Additive Number - Leetcode Solution

Additive Number Problem on Leetcode:

The Additive Number problem on Leetcode requires us to determine whether a given string can be split into a sequence of numbers such that the sum of any two adjacent numbers is equal to the next number in the sequence.

For example, "112358" can be split into [1,1,2,3,5,8] because 1+1=2, 1+2=3, 2+3=5, and 3+5=8.

To solve this problem, we can use a recursive approach where we start with the first and second numbers in the string and check whether they add up to a valid number. Then, if the sum is valid, we move on to the rest of the string recursively until we reach the end.

Here's the algorithm:

1. Define a recursive helper function that takes in three parameters: the remaining string num, the current index idx being processed, and the two previous numbers prev1 and prev2 that were added together to get the current number.

2. Base Case:

   a. If the index idx reaches the end of the string and we have at least three numbers in the sequence, we return True.

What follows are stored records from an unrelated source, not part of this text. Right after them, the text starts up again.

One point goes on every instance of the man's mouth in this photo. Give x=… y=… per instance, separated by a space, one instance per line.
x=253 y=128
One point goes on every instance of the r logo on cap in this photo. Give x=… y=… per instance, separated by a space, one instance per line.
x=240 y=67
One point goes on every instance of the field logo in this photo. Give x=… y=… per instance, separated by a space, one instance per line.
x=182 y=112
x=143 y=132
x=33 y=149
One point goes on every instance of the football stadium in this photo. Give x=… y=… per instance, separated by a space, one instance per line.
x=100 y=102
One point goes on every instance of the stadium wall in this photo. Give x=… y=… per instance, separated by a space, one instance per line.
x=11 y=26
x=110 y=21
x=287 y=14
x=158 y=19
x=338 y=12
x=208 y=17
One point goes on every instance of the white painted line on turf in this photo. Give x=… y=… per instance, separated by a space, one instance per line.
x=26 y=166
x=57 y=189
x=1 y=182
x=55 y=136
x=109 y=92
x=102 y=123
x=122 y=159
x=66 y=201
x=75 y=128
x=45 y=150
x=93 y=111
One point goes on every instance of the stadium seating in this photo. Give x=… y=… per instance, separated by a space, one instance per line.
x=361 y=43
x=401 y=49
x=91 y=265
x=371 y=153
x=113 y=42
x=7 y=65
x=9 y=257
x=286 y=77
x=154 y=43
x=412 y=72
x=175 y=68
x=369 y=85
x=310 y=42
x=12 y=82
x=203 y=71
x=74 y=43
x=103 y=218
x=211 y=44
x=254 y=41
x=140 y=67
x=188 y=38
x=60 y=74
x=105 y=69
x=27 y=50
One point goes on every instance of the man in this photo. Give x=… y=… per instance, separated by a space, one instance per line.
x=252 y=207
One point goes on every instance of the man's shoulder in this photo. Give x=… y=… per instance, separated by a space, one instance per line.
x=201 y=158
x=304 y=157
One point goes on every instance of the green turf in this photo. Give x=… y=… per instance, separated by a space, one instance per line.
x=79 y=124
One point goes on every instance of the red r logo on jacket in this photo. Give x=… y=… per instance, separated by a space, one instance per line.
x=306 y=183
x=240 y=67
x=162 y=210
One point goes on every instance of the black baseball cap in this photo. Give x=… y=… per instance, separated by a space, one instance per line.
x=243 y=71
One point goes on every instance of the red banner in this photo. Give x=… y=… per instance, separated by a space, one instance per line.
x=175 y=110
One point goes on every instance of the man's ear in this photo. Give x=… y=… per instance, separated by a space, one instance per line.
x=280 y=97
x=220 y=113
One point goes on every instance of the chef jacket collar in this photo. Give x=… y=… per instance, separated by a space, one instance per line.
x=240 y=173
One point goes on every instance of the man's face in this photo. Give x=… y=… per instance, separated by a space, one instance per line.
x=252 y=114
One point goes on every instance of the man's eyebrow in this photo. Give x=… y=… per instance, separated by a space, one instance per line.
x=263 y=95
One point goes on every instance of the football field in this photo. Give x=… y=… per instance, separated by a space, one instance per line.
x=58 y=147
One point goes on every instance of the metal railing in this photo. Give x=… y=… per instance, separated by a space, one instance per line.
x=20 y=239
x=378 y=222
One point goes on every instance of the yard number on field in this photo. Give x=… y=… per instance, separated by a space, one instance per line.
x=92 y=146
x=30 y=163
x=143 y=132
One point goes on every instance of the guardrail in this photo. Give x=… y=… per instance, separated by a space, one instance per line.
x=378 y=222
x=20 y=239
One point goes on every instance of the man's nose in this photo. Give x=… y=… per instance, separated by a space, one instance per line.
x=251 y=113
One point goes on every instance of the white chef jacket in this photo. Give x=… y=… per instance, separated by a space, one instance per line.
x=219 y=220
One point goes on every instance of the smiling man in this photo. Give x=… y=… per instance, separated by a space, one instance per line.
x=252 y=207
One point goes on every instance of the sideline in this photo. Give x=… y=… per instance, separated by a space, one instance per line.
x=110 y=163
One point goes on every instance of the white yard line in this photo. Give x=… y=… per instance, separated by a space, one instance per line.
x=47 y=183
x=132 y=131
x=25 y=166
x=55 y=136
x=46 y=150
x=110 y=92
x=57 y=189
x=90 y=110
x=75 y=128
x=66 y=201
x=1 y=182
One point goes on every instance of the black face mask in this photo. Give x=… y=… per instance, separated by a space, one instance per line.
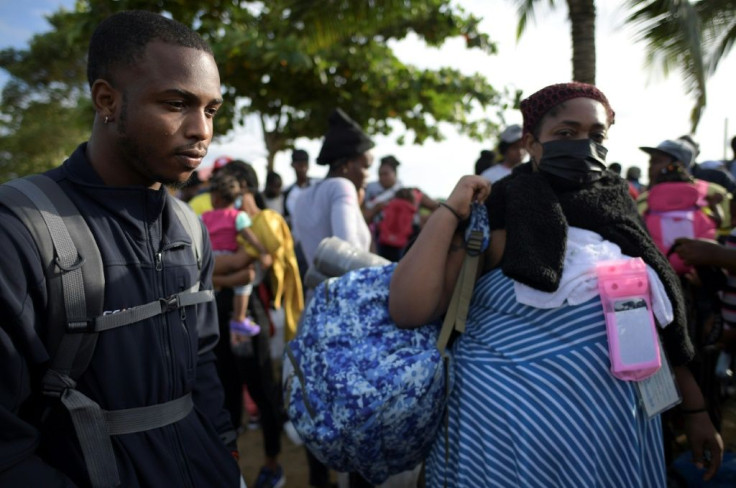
x=569 y=165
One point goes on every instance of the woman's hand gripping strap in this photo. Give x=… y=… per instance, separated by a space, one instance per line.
x=477 y=238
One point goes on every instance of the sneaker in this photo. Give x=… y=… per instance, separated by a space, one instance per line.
x=268 y=478
x=292 y=434
x=246 y=327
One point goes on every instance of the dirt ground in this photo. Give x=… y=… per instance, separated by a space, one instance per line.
x=294 y=461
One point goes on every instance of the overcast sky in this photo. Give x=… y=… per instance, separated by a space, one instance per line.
x=649 y=107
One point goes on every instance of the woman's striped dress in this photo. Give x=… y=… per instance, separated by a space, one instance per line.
x=535 y=405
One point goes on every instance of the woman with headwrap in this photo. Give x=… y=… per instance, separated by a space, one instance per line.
x=534 y=401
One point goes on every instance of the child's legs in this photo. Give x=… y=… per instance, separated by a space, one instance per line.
x=240 y=301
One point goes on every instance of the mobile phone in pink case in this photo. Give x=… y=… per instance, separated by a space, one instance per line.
x=632 y=336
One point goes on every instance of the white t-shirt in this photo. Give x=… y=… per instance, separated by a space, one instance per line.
x=329 y=208
x=293 y=192
x=276 y=203
x=495 y=173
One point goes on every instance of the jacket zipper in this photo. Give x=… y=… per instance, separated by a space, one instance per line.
x=186 y=475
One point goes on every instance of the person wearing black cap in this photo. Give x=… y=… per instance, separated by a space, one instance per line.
x=300 y=165
x=537 y=399
x=331 y=207
x=512 y=150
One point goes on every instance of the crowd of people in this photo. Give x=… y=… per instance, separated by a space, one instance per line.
x=537 y=398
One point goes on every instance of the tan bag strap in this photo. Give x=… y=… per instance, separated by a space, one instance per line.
x=455 y=317
x=457 y=311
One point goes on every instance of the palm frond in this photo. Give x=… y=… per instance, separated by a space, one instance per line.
x=671 y=30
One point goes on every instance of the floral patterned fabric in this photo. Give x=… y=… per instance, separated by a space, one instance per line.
x=377 y=392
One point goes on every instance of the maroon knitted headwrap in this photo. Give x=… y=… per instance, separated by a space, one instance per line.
x=536 y=105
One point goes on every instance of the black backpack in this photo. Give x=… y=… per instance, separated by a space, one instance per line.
x=76 y=284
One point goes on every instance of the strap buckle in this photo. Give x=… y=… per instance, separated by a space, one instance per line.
x=54 y=383
x=169 y=304
x=475 y=241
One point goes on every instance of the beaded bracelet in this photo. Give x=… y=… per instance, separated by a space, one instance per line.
x=693 y=411
x=454 y=212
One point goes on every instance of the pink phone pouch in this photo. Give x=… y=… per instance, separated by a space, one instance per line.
x=633 y=344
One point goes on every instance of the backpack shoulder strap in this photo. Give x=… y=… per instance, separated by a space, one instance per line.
x=72 y=265
x=191 y=223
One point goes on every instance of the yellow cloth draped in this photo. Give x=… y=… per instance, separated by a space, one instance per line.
x=286 y=285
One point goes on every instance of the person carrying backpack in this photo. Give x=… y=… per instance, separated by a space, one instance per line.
x=146 y=409
x=677 y=206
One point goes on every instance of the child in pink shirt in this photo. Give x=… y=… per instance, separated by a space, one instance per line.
x=224 y=224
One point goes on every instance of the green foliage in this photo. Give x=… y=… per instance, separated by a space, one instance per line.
x=289 y=61
x=690 y=36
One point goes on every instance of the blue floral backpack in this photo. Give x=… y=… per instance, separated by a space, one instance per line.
x=364 y=395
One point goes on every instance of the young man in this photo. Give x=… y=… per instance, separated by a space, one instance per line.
x=155 y=90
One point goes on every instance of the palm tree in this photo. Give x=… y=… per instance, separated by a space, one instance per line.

   b. If the index idx reaches the end of the string but we have less than three numbers in the sequence, we return False.

3. For each possible length of the current number cur_len starting from index idx, we check whether the current number is equal to the sum of prev1 and prev2.

4. If the current number is equal to the sum of prev1 and prev2, we recursively call the helper function with the updated parameters: the remaining string from index idx+cur_len, idx+cur_len as the new starting index, and prev2 and cur as the new previous numbers.

5. If any of the recursive calls return True, we return True from the current call. If none of them return True, we try the next possible length of cur_len.

6. If all possible lengths of cur_len have been tried and none of them returned True, we return False.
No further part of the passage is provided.